The 2008 Institute of Medicine (IOM) report, Retooling for an Aging America: Building the Healthcare Workforce 2, underscores that our current healthcare system is ill-equipped to deal with this pending crisis. The report lays out
the demographics, health status, and long-term needs of this population, and the challenges in caring for the aging population. It recommends that all healthcare professionals be trained to care for older adults and that there needs to be increased recruitment and retention of geriatric specialists in all fields of practice.

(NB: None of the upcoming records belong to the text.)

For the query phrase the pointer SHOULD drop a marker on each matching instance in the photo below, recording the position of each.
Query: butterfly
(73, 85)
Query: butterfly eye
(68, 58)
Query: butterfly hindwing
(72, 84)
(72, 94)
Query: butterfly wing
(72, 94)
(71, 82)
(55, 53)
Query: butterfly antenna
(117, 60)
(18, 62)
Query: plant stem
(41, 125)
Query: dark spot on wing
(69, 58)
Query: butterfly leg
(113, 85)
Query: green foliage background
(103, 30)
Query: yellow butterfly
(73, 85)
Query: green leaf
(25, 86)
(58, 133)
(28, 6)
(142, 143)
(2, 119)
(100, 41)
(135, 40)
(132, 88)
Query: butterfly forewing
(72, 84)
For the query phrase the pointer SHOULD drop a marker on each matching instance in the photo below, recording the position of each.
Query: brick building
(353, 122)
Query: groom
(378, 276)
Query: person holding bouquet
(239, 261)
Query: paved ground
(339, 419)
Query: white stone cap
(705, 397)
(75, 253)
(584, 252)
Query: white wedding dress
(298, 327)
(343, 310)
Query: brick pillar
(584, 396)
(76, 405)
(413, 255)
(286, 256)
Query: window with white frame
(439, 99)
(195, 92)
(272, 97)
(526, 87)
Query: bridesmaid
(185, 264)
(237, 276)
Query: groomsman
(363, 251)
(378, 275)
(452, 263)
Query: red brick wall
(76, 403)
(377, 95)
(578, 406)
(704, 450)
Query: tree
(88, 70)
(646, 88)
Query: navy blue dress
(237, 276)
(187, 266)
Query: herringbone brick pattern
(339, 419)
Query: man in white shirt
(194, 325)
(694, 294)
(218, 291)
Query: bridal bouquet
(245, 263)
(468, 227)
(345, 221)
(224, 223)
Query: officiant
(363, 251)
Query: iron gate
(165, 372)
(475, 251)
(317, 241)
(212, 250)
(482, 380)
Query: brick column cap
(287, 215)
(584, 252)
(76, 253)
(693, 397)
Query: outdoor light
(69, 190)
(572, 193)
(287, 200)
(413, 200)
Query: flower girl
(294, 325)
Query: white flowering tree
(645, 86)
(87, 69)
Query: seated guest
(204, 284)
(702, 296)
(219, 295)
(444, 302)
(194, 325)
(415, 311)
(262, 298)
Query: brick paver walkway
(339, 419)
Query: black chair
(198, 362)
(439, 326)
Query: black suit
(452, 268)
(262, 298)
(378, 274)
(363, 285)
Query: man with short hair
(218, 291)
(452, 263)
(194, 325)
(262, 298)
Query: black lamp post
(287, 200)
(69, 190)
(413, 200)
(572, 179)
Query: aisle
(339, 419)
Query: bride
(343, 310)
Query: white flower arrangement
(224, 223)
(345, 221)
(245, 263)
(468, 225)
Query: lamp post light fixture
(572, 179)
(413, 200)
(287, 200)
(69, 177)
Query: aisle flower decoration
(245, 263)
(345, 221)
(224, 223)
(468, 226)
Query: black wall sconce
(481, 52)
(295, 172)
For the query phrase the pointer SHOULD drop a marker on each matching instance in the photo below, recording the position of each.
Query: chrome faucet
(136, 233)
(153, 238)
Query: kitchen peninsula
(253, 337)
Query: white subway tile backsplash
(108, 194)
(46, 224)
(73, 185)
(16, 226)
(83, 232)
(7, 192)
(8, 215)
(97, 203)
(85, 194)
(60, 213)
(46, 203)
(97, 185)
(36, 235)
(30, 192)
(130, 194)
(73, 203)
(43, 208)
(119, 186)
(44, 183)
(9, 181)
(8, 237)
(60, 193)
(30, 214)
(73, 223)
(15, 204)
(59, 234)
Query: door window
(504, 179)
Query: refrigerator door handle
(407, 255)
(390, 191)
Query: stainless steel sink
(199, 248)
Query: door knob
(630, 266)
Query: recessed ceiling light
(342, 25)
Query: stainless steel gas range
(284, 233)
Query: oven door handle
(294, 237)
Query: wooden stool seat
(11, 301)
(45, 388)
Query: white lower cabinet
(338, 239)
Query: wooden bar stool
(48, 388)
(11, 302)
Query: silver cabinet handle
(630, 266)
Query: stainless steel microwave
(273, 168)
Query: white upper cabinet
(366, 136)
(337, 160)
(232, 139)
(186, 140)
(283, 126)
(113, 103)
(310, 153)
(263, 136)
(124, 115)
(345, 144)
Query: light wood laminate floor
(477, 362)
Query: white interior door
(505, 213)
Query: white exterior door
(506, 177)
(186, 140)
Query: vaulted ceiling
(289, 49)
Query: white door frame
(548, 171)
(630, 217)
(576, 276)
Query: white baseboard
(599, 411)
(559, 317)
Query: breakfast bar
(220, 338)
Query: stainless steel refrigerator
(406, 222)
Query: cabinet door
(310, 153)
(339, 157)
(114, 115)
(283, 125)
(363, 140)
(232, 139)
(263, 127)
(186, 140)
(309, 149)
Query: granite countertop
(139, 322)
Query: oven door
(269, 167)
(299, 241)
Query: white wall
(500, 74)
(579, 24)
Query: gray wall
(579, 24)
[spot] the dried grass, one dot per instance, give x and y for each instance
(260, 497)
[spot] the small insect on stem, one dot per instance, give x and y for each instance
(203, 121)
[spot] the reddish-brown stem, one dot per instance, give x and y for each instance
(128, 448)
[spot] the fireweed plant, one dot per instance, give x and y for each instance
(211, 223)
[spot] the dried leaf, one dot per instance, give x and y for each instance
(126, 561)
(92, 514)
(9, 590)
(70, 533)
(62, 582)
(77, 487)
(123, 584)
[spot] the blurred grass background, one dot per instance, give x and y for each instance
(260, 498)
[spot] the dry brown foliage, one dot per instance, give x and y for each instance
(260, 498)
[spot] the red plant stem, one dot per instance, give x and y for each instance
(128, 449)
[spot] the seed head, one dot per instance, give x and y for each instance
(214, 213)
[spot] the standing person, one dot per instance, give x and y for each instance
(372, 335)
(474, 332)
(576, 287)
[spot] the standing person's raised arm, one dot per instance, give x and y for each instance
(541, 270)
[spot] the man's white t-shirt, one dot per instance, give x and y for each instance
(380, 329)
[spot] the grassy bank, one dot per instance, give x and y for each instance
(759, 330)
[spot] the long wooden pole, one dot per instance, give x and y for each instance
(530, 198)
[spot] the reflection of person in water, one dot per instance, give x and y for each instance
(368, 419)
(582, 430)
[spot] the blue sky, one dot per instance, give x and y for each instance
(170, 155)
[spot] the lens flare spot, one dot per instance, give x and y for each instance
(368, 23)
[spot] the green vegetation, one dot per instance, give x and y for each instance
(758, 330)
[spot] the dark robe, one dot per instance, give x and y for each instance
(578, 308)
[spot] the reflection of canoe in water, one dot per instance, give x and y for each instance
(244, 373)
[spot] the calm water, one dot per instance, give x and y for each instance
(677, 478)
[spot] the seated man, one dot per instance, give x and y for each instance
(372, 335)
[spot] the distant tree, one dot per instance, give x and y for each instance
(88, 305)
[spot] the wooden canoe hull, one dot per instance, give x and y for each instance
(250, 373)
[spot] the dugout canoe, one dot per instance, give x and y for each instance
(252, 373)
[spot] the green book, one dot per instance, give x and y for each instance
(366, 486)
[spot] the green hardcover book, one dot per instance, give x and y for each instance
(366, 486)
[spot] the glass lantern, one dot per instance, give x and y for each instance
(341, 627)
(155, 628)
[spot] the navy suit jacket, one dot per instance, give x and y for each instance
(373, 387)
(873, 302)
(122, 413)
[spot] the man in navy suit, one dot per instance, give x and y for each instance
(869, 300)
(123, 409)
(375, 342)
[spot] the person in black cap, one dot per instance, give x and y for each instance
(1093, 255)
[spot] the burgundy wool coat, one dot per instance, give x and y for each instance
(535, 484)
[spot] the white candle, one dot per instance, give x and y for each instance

Geriatricians can address the healthcare concerns of older adults, but there simply are not enough physicians prepared as geriatricians to meet this need. Recent workforce projections estimate that 150,000 physicians will be needed in the next 10-15 years to meet the goal of providing primary care access to all U.S. citizens.3 This workforce projection will be particularly acute for primary care physicians since only 2% of all new physicians chose primary care for their career path in 2008.4 NPs provide high quality and cost effective care, produce outcomes comparable to physicians, and provide care that covers 80-90 percent of the services physicians provide.5,6
In 2010 President Obama addressed the House of Delegates at the American Nurses Association to announce a number of investments to expand the primary care workforce. It included increasing funding for nurse/NP-run clinics to “work well for nurses and doctors, and to improve the quality of care for patients”.7 Nurses have been providing care to vulnerable and medically underserved populations through Nurse Managed Health Clinics since the 1960’s. Many of these sites are Federally Qualified Health Centers (FQHCs), which have traditionally served families with children, and they have recently been certified as medical homes.
It is time for sweeping regulation to allow NPs to practice independently and provide these essential services to the growing number of people needing primary care. In order to maintain older adults at their highest level of function, manage chronic disease and keep them safe in the community, there needs to be adequate access to quality primary care. Nurse Practitioners can provide this care and must be allowed to be full partners practicing independently in team based primary care.
1. Administration on Aging. A Profile of Older Americans: 2011. U.S. Department of Health and Human Services. 2011. (Online accessed March 18, 2012)
2. Institute of Medicine. Retooling for an Aging America, Rebuilding the Healthcare Workforce. Washington, DC: National Academy Press. 2008.
3. Association of American Medical Colleges. The Complexities of Physician Supply and Demand: Projections Through 2025. 2008.
4. Hauer, K. et al. Factors Associated With Medical Students’ Career Choices Regarding Internal Medicine. Journal of the American Medical Association. 2008. 300(10):1154-1164
5. Mezey,M. et al. Experts recommend strategies for strengthening the use of advanced practice nurses in nursing homes. Journal of the American Geriatrics Society. 2005. 53(10):1790-1797.
6. Lenz,E. et al. Primary care outcomes in patients treated by nurse practitioners or physicians: Two-year follow-up. Medical Care research and review. 2004. 61(3):332-351.
7. White House. Remarks by the President to the American Nurses Association. 2010. http:/whitehouse.gov/the -press-office/remarks-president-a-joint-session-congress-health-care.